Après plusieurs années d'atermoiements, le Ghana franchit enfin une étape stratégique dans sa quête d'indépendance énergétique. En effet, la raffinerie publique de pétrole de Tema (Tema Oil Refinery – TOR), unique unité de raffinage du pays, a officiellement repris le traitement du pétrole brut, mettant fin à une longue période d'inactivité qui avait rendu le pays quasi totalement dépendant des importations de carburants.
Créée dans les années 1960 et passée sous le contrôle de l'État en 1977, TOR était à l'arrêt depuis 2021 et plus largement en sommeil quasi permanent depuis près de six ans, en raison de graves difficultés financières, d'infrastructures vieillissantes et d'une gouvernance fragilisée. Son redémarrage marque donc un tournant majeur pour une économie où les produits pétroliers ont représenté plus d'un quart des importations l'an dernier, pesant lourdement sur les réserves de change et sur les prix à la consommation.
A ce stade, l'unité de distillation de la raffinerie est de nouveau opérationnelle. Sa capacité actuelle est estimée à environ 28 000 barils par jour, avec l'ambition d'atteindre rapidement les 45 000 barils quotidiens correspondant à sa capacité nominale maximale avant sa fermeture en 2021. Si TOR parvenait à fonctionner de manière optimale, elle pourrait couvrir jusqu'à 60% de la demande intérieure en carburant, un niveau déjà atteint par le passé. Selon les estimations officielles, cela permettrait au Ghana d'économiser potentiellement près de 400 millions de dollars (223 milliards FCFA) par mois sur ses importations de carburant, alors que la facture annuelle d'importations pétrolières du pays avoisine les 10,2 milliards de dollars.
Pour les autorités, l'enjeu est double : réduire la dépendance extérieure tout en atténuant l'exposition de l'économie ghanéenne à la volatilité des cours mondiaux du pétrole, qui se répercute directement sur les finances publiques et le pouvoir d'achat des ménages. Mais ce redémarrage, aussi symbolique soit-il, ne dissipe pas toutes les inquiétudes. Les analystes rappellent que les précédentes tentatives de relance de TOR ont échoué, faute de discipline commerciale, de financements durables et d'une gestion adaptée aux réalités du marché pétrolier.

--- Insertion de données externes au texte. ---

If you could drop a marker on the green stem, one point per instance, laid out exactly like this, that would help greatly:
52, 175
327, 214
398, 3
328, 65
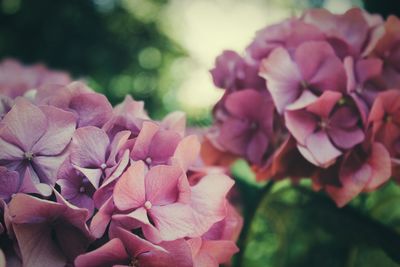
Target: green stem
250, 209
363, 229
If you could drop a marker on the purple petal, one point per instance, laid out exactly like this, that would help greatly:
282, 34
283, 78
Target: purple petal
129, 191
88, 147
300, 124
93, 109
23, 125
60, 127
322, 149
172, 221
282, 76
161, 184
110, 254
209, 202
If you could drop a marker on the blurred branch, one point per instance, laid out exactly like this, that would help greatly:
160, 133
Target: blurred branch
360, 227
250, 208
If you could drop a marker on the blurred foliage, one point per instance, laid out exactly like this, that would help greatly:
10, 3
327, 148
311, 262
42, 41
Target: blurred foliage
296, 227
119, 51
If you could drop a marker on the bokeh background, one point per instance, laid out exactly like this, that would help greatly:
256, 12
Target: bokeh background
160, 51
156, 50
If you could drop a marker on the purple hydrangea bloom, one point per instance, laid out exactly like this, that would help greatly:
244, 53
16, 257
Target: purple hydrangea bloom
34, 138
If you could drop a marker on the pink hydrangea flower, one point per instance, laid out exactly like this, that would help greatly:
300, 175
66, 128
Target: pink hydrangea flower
247, 128
90, 108
324, 128
35, 138
296, 79
127, 249
48, 233
16, 79
388, 50
95, 156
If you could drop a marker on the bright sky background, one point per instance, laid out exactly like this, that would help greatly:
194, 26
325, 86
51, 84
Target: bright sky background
207, 27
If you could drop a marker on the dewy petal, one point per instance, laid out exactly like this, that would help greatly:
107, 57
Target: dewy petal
282, 76
88, 147
172, 221
61, 126
110, 254
161, 184
129, 191
208, 201
23, 125
321, 148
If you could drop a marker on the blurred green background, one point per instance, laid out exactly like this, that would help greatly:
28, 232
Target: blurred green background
160, 51
156, 50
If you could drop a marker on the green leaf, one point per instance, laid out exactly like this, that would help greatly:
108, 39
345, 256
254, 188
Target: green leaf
294, 227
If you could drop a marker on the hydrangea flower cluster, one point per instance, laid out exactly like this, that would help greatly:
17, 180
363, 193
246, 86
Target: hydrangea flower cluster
85, 184
316, 96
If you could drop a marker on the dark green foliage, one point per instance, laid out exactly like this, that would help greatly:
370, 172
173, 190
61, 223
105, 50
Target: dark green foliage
92, 42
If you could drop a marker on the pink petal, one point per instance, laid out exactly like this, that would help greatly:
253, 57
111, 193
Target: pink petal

En 2019 déjà, la raffinerie affichait une dette supérieure à 300 millions de dollars, conséquence de pertes d'exploitation et de son incapacité à écouler suffisamment de produits raffinés pour rembourser ses emprunts bancaires. Un incendie survenu en 2017 avait par ailleurs aggravé l'état des installations, précipitant l'arrêt prolongé des activités.
Une dynamique continentale en toile de fond
La relance de TOR s'inscrit dans un mouvement plus large observé à l'échelle africaine. Partout sur le continent, les gouvernements cherchent à développer ou à réhabiliter leurs capacités de raffinage afin de mettre fin à des décennies de dépendance aux produits pétroliers importés. La méga-raffinerie Dangote au Nigeria, la modernisation des installations en Angola, ou encore les nouveaux projets en Ouganda et au Sénégal illustrent ce regain d'intérêt pour l'aval pétrolier, perçu comme un levier de souveraineté énergétique, de création d'emplois industriels et de préservation des réserves de change.
Dans ce contexte, la décision du Ghana apparaît cohérente et stratégique. Toutefois, les experts soulignent que le véritable défi commence maintenant : assurer un approvisionnement régulier en pétrole brut, sécuriser les fonds de roulement, et engager des investissements techniques de long terme pour garantir la fiabilité des installations. Même si le redémarrage actuel devait rester partiel ou progressif, il constitue déjà un signal politique et économique fort. Pour Accra, maintenir en activité sa seule raffinerie, même en deçà de sa capacité maximale, pourrait réduire son exposition aux chocs pétroliers mondiaux et restaurer une part de contrôle sur sa chaîne d'approvisionnement énergétique.